Two distinct means of limiting collective power have been proposed and tried. First, there have been various institutional devices which are designed to restrict overall collective interferences with individual rights. The Roman republic attempted to share executive power among two or more officials appointed simultaneously to the same position. Medieval Europe opposed a decentralized feudal nobility against a centralized church and, later, against the emerging nation-states. Montesquieu discussed effective division and separation of state power along procedural lines. The Swiss have used federation effectively in keeping their society more or less free for centuries.
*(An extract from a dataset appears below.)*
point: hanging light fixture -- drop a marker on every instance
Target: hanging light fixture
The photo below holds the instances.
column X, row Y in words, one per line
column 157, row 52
Second, there has been the explicit promulgation of the mystique of some “higher law,” one that guides the actions of sovereigns as well as ordinary men. This, too, has taken many forms. The tablets of Moses and the Book of Mormon provide ancient and modern examples of “laws” derived from God. Philosophers have searched for “natural laws” that are inherent in man himself, laws that might be applied as norms for collectivities. Scholars of the Enlightenment evoked the social contract to explain the origin as well as the limits of governmental powers. The written constitution, carrying with it a specified historical date, presumably had as its primary objective the offering of some predictable stability concerning the limitations of state power. Heritages of the institutional devices and of the sources of mystique are mixed variously in the social orders of Western collectivities. In the United States, the Founding Fathers joined Montesquieu’s separation of powers to the federal principle and attempted to secure these by a written constitution which reflected both contractarian and natural law presuppositions.

About this Quotation:

The fundamental problem in political theory, as Buchanan is very well aware, is two-fold: there is a pressing need for some kind of “enforcing agent” which will protect the individual from violations of his/her liberty and property rights, and following on from this there is the problem of how to ensure that any “enforcing agent” which is chosen does not in its turn become a violator of the very same liberty and property rights it was originally set up to protect? In the ancient Latin formulation of the problem “Quis Custodiet Ipsos Custodes?” [who will guard us from these guardians?]. The solution to this problem which emerged in the 18th and 19th centuries in western Europe and North America was constitutional government which was accountable to the people, strictly limited in its powers, and a rule of law based upon notions of individual liberty and private property. By the time Buchanan was writing these words in the mid-1975s the experiment in limited constitutional government was starting to unravel and the kind of states which were emerging in the 1970s were more like “the leviathan” state described by Thomas Hobbes in the 1650s than the very limited states envisages by classical liberals in the 18th century. Buchanan then reframed the question – “How can Leviathan be chained?” – and sought an answer in the application of economic insights to the study of political and bureaucratic behaviour. As he states a bit further on in this quotation, he called for a “constitutional revolution” based upon public choice economic theory in order to put the 18th century experiment on a sounder footing.